Aston Martin V8 Vantage

Aston Martin announced a monumental partnership with Daimler earlier this year, and we’re about to see the fruits of their international labor.

Riding the wave of a successful 2013, Aston Martin has announced the “biggest product offensive” in its 101-year history with a new aluminum platform and a range of new models, supplemented by a swath of Mercedes-AMG engines.

Heading Aston’s reinvention will be a new DB9, which should be released in 2016 for 2017 model year. It will be the first of many new Astons to have an AMG heart, and there’s a good chance it will feature the 502-horsepower, 4.0-liter biturbo V8 from the upcoming Mercedes AMG GT.

The DB9 will also feature a styling makeover, as Aston Martin is looking to make their models more distinct in appearance. Some critics have chided Aston for producing too many vehicles with homogeneous styling, and while we would never scoff at an Aston Martin’s look, new aesthetics are always welcome. 

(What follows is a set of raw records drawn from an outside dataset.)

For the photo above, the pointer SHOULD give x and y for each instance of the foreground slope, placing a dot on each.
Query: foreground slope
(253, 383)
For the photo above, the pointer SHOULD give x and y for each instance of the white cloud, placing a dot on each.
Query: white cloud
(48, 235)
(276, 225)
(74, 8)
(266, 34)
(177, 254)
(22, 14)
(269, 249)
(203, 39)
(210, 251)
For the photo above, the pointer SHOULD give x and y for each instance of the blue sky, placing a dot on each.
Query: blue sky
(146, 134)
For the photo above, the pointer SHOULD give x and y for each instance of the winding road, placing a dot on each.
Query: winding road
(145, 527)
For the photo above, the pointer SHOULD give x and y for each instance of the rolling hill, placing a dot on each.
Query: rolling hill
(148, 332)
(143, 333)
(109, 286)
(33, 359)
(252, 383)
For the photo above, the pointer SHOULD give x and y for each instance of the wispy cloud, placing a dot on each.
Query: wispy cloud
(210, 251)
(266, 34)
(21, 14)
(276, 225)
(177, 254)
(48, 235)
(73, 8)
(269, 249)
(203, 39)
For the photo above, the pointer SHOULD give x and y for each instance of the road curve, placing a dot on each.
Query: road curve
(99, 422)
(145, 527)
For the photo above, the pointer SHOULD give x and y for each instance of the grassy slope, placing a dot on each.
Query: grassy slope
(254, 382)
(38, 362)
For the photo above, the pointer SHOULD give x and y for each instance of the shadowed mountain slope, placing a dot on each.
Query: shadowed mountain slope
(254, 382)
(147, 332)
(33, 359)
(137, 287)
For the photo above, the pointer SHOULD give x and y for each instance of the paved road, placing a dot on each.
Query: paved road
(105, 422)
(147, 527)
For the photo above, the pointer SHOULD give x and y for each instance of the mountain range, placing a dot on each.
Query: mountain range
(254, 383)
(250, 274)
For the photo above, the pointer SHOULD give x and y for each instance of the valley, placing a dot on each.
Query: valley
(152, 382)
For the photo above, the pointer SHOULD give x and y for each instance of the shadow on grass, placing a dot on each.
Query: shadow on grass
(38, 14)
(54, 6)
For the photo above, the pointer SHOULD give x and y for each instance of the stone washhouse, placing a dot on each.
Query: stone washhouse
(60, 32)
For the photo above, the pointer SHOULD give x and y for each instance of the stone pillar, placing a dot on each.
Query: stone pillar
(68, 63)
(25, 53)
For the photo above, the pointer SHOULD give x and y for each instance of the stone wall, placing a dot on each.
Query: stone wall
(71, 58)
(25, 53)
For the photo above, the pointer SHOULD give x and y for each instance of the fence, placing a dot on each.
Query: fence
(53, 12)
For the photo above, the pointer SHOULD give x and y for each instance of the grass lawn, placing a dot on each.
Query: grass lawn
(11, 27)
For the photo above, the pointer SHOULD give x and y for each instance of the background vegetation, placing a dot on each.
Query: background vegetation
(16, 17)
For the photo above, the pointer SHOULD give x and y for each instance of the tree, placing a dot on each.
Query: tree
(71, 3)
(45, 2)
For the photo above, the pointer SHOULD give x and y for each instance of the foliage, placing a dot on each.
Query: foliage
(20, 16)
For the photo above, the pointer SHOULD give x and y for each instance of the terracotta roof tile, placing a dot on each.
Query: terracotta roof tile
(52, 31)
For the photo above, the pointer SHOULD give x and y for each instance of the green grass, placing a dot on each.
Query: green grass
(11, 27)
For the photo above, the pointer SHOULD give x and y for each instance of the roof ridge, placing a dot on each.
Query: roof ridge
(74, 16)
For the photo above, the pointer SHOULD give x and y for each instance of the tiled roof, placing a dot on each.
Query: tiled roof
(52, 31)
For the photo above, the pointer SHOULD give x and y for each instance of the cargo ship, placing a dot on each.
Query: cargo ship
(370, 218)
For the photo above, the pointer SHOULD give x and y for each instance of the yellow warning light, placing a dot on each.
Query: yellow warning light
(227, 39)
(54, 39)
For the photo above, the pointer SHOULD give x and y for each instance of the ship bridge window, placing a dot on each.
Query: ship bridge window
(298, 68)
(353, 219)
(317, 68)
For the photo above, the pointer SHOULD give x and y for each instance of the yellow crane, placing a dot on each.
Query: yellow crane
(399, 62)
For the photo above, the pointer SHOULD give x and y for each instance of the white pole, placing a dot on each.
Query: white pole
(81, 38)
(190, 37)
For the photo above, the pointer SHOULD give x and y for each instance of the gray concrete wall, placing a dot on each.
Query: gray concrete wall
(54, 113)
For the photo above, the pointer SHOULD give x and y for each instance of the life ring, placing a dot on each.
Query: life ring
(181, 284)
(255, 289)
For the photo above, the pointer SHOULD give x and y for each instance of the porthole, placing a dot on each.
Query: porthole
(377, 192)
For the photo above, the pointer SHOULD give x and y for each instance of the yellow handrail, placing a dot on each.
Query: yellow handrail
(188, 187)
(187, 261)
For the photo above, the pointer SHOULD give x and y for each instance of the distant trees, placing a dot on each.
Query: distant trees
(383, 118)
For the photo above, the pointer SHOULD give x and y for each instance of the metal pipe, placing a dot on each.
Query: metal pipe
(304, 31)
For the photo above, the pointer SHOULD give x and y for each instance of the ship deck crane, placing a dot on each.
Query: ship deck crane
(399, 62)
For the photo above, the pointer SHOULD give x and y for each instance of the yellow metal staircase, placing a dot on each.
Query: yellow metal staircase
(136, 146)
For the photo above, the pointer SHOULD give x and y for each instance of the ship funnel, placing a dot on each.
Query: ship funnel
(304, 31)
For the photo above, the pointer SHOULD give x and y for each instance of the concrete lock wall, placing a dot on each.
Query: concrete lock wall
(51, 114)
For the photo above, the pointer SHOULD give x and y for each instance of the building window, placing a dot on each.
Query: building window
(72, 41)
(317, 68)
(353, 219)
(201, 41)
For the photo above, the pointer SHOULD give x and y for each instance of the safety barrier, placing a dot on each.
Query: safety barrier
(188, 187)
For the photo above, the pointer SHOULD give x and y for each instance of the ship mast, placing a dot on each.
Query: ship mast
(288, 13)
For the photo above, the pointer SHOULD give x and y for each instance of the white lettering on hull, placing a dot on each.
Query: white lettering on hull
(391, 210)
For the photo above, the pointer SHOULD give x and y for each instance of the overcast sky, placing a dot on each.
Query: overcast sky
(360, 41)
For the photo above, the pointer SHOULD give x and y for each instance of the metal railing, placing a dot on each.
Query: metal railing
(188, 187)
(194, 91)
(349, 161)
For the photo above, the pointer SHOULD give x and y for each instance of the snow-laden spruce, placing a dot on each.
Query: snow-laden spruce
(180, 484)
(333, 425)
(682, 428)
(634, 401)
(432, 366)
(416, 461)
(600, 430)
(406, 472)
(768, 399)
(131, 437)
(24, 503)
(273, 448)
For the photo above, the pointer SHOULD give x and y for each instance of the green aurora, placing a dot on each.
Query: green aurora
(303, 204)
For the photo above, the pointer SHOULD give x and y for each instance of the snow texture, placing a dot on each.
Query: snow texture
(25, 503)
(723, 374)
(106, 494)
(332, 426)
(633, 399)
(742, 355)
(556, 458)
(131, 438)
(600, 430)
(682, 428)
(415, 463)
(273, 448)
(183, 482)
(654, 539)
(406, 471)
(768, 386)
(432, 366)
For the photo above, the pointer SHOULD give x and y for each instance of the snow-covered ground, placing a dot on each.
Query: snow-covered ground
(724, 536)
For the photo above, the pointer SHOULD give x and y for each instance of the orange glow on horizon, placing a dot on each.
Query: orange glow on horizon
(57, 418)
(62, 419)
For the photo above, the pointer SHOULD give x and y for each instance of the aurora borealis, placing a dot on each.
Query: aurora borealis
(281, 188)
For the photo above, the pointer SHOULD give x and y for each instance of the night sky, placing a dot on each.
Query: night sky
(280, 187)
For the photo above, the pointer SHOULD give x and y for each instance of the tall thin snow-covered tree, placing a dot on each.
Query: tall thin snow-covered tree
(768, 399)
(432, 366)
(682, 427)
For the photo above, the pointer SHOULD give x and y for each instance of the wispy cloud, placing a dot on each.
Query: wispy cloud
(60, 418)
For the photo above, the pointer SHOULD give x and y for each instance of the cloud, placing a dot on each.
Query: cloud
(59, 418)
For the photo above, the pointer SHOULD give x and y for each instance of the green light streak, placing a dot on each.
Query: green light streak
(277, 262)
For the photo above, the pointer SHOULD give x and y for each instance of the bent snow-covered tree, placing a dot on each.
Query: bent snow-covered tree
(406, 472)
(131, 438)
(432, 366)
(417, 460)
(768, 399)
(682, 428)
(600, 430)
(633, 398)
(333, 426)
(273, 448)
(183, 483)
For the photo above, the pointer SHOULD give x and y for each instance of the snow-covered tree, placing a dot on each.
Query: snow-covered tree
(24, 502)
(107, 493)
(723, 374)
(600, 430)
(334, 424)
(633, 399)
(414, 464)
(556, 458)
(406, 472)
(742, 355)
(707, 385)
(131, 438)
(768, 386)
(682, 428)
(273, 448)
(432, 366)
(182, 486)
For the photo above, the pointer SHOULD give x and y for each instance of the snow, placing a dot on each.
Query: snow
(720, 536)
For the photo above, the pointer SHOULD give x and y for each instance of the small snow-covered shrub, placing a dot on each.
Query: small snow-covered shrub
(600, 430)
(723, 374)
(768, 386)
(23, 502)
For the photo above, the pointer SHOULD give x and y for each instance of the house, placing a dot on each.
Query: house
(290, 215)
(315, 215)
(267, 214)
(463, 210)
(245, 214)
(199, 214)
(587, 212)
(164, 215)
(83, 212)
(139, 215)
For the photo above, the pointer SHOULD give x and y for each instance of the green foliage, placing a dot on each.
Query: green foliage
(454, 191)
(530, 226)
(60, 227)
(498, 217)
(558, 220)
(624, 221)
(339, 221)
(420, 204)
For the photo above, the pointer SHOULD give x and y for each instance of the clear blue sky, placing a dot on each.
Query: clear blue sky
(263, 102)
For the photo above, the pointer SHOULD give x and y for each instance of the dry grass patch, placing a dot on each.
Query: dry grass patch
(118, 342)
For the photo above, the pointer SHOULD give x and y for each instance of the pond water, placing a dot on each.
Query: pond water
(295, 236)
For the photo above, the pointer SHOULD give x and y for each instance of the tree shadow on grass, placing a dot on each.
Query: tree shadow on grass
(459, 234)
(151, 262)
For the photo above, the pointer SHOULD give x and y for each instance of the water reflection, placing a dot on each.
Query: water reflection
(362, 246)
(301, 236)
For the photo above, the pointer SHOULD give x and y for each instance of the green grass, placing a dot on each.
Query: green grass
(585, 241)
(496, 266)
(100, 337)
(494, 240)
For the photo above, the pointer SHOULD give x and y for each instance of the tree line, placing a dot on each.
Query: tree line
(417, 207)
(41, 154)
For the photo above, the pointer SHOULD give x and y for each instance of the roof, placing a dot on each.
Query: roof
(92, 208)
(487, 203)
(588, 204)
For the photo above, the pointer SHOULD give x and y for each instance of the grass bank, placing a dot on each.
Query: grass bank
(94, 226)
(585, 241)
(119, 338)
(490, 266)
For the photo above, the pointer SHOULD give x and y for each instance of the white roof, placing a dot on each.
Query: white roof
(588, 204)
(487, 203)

If you’re a V12 lover (and who isn’t), fear not, because it doesn’t look like the staple Aston Martin powerplant is going anywhere. A 12-cylinder unit based on AMG’s twin-turbo 6.0-liter powerhouse will likely be featured in Aston’s future lineup, although it may be sans forced induction. Power output and model applications are still forthcoming at the time of this writing.

Following the new DB9 will replacements for the Vantage (coming in 2018) and the Vanquish (coming in 2019). The Rapide saloon will likely be axed for the new generation. 

The new aluminum framework, dubbed VH, was originally created by Lotus when Aston Martin was under the Ford banner from 1994 to 2007. The VH architecture is much lighter and stiffer than the old variant, and will also lay the foundation for multiple wheelbases, widths, and powertrains, further diversifying the Aston Martin lineup.

Another interesting morsel from Aston’s press release is the possibility of a hybrid down the line, and it would only make sense for Aston to use some version of Mercedes’ gas/electric system.

The rebirth comes at the perfect time for Aston Martin, because although they had a successful 2013, the British automaker is still reeling from a $39.3 million pre-tax loss in 2012. This push toward reinvention will stretch the automaker’s pocketbook even farther, but Aston has to be confident the move will reflect in higher sales numbers and more financial stability in the future.